Her smile faltered ever so slightly, as if she had expected a longer compliment.

“I must return to my work.”

“Of course,” Eleanor mumbled.

She retreated to the door and hovered on the threshold, her smile gone. Spencer already missed it, already wondered what would bring it back.

His reaction had broken through layers of pain and trauma from years at the convent and made her smile again. He could not just ignore that.

“And just so you are aware, I really enjoy baking. Perhaps I can bring more desserts when your work stretches into the late hours?”

“Perhaps,” he answered in a tight voice.

And then she was gone.

Yet Spencer could swear he smelled jasmine in the air even long after she had left.

Even when his study fell silent, he could not stop looking at the honey cakes, imagining her delicate hands kneading the dough, drizzling the honey, and preparing the filling.

Shaking his head, he forced himself to return to his work, to turn his focus back to all the information he had collected about Southgate Dockyard.

Over the following week, Spencer discarded three notes from Theodore, asking when he would meet the new Duchess.

Each time a new one came in, more sharply worded than the last, Spencer swore he would answer back, but then Eleanor wouldenter his study with another cake, another coin-sized treat, and he would forget everything as soon as he tasted her next creation.

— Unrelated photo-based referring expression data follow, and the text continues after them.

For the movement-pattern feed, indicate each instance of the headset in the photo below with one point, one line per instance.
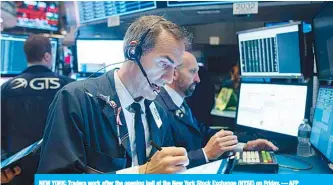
(134, 51)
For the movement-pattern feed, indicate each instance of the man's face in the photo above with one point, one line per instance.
(187, 77)
(160, 63)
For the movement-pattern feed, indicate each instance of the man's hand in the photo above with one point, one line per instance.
(8, 174)
(168, 160)
(260, 144)
(221, 142)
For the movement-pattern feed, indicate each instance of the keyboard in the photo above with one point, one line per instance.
(256, 161)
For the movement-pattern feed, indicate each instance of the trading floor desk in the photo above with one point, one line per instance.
(319, 166)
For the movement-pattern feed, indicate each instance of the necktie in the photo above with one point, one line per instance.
(139, 134)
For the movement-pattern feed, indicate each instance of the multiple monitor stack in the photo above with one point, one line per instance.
(276, 55)
(277, 52)
(271, 52)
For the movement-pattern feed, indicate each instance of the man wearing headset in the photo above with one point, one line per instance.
(202, 143)
(107, 124)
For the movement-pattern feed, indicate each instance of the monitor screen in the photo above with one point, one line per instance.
(38, 14)
(92, 55)
(322, 126)
(270, 52)
(272, 107)
(90, 11)
(194, 3)
(323, 31)
(4, 80)
(13, 59)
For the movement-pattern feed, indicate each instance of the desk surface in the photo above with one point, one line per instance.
(227, 113)
(319, 165)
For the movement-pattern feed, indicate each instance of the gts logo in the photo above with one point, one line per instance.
(36, 83)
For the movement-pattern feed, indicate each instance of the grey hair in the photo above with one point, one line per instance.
(156, 24)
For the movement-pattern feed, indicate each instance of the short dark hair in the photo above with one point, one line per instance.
(156, 24)
(35, 48)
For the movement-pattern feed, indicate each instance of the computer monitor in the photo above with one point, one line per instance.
(323, 31)
(13, 59)
(275, 108)
(322, 126)
(271, 51)
(94, 54)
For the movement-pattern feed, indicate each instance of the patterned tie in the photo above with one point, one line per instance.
(139, 134)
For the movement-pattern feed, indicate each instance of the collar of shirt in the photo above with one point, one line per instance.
(176, 98)
(125, 97)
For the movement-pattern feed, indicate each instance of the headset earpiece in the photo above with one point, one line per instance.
(133, 51)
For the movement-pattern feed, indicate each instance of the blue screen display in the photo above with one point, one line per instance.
(322, 127)
(13, 59)
(323, 31)
(97, 10)
(194, 3)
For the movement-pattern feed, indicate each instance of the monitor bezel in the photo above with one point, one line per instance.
(313, 146)
(76, 63)
(26, 37)
(324, 5)
(41, 30)
(266, 133)
(301, 50)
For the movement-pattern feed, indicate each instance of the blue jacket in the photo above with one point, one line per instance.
(187, 132)
(81, 133)
(25, 100)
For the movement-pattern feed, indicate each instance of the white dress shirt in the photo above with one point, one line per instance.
(126, 100)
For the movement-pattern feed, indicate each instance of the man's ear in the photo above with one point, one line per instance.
(175, 74)
(47, 56)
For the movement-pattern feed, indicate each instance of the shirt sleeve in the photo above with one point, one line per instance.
(207, 161)
(131, 170)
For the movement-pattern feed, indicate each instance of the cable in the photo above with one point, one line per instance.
(297, 159)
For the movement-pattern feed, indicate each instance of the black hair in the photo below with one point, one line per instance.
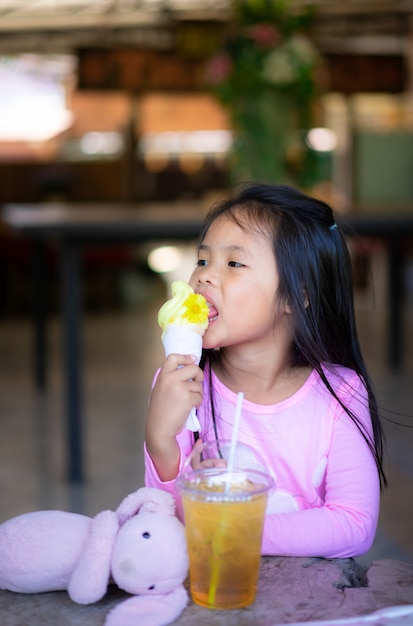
(315, 274)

Heavens above, she made the most heavenly desserts.

It happened so often that week that he started waiting for them, and he felt irritated at the realization.

But the week after, he noticed that she did not appear at her usual time, just before dinner.

He let another half hour pass, albeit distractedly, before he rose from his chair and left the study.

The convent, he realized, had instilled a routine in Eleanor.

He noticed that she arrived at breakfast at the same minute and began her day at the same hour, and if she was ever late, it ate away at her. So, it was not like her to break that routine.

Spencer then wondered how he allowed himself to think that he knew her so intimately. Regardless, he had come to look forward to those visits she made to his study. Not just for the treats, but because she smiled more freely every time he tasted what she offered.

And he had grown to crave it.

When she was not in her chamber, or the library—which, amusedly, he had noticed she avoided—or the dining room, he realized there was only one place she would be. But the sky was dark with a storm that had been raging for the last couple of days.

One of Theodore’s notes had said as much, hinting that he should visit themjust before the storm hit, lest he conveniently be stuck there, with nothing to do but get to know Eleanor.

Spencer’s heart rate quickened as he made his way to the entrance Eleanor usually used to get to the garden, finding her flowerbeds already waterlogged by the battering rain.

As soon as he went deeper into the garden, the wind picked up, almost throwing him to the side. He hurried down the pathway to the infernal greenhouse she adored, only to hear the sound of shattering glass above the howling wind.

“Eleanor!” he shouted, running for the greenhouse.

He heard a grunt of pain, and he rounded the corner to find the door swinging wildly on its hinges while his wife stood in the doorway, teetering on a step ladder as she checked the broken window above the door.